Montag
Auf dem Weg der Hoffnung
In der katholischen Liturgie trifft am Montag in der Karwoche das Evangelium von der Salbung Jesu in Betanien. Jesus ist im Haus seines Freundes Lazarus, den er von den Toten auferweckt hatte. Seine beiden Schwestern Maria und Marta sind auch da und bereiten ihm ein Gastmahl. »Marta sorgte für den Tisch, und Lazarus war einer von denen, die mit Jesus zu Tisch lagen. Maria aber nahm ein Pfund echtes, kostbares Nardenöl, salbte die Füße Jesu und trocknete sie mit ihren Haaren; das Haus wurde vom Duft des Öles erfüllt« (Joh 12,2f). Für Johannes ist das eine symbolische Handlung, die auf den Tod Jesu vorausweist. Es ist sechs Tage vor dem Paschafest. Sechs ist die Zahl der Unvollkommenheit und des Selbstgemachten. Das Unvollkommene wird durch den Tod und die Auferstehung Jesu vollkommen und ganz. Die Sechs verweist wieder auf die Sieben, die Zahl der Verwandlung und Vollendung. In der Auferstehung wird der Mensch neu geschaffen. Da ist wahres Pascha: Hinübergang in die Welt Gottes, Verwandlung und Vergöttlichung des Menschen. Da ist Sabbat: Neuschöpfung durch Gott.

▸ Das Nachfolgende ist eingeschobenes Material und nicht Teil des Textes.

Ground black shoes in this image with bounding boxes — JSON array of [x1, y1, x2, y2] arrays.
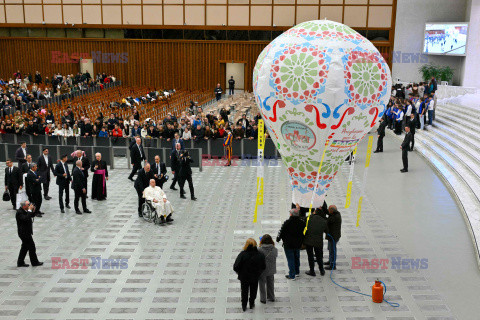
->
[[170, 186, 178, 191], [61, 209, 65, 213], [166, 215, 174, 223], [260, 300, 266, 304], [44, 196, 52, 200], [17, 263, 29, 267], [180, 195, 186, 199], [325, 266, 336, 270], [66, 205, 71, 209], [249, 302, 255, 309], [191, 197, 197, 201], [128, 177, 134, 181], [35, 213, 43, 217], [32, 262, 44, 267], [320, 269, 325, 276], [305, 270, 316, 277], [324, 261, 330, 265], [400, 169, 408, 173], [373, 150, 382, 153], [76, 211, 82, 215], [84, 209, 92, 213], [242, 305, 247, 312]]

Maria, Marta und Lazarus geben sechs Tage vor dem Pascha, also am Sonntagabend, für Jesus ein Abendessen. Vielleicht ist das Mahl hier ein Bild für die Eucharistie, die die Christen ja am Sonntagabend feierten. Maria nimmt ein Pfund echtes, kostbares Nardenöl und salbt damit Jesus die Füße. Es ist eine verschwenderisch große Menge Öl. Nardenöl galt in der Antike als eines der kostbarsten Öle. Judas schätzt den Wert auf dreihundert Denare. Das ist mehr als das Jahreseinkommen eines Tagelöhners. Die überschwängliche Fülle des Öls erinnert an die Fülle des Weines, den Jesus bei der Hochzeit zu Kana schenkt. Bei der Hochzeit zu Kana ist vom neuen Geschmack des Lebens die Rede. Hier ist es der köstliche Duft, der in die Nase steigt. Gottes Liebe, die im Tod Jesu zur Vollendung kommt, verbreitet einen angenehmen Duft. Das ganze Haus, die ganze Kirche, die ganze Welt wird davon erfüllt und verwandelt. Die Kirchenväter deuten diese Szene so, dass der Wohlgeruch der Erkenntnis (der Gnosis) seit Jesu Tod und Auferstehung die ganze Welt erfüllt. Gegenüber dem üblen Geruch, den der tote Lazarus verbreitet, bedeutet Auferstehung, angenehm zu riechen. Johannes zeigt in diesen Bildern, dass die Wirklichkeit Gottes mit allen Sinnen wahrzunehmen ist. Sie kann geschaut und gehört werden, geschmeckt und gerochen und betastet werden. Die mystische Tradition hat diese Sicht des Johannes weitergeführt in ihrer Theologie der »dulcedo dei = Süßigkeit Gottes«. Gott lässt sich erfahren und spüren. Gottes Spur in der menschlichen Seele ist der Wohlgeruch, der neue Geschmack, die Süßigkeit und Freude. Diese mystische Tradition hat Gott einen Geschmack zugeschrieben. Gott wird mit allen Sinnen erfahren. Er ist nicht nur Geist, sondern er verbreitet in der Seele und im Leib des Menschen einen süßen und angenehmen Geschmack, nicht den bitteren Geschmack von Eiferern oder Rigoristen, sondern den Geschmack der Liebe.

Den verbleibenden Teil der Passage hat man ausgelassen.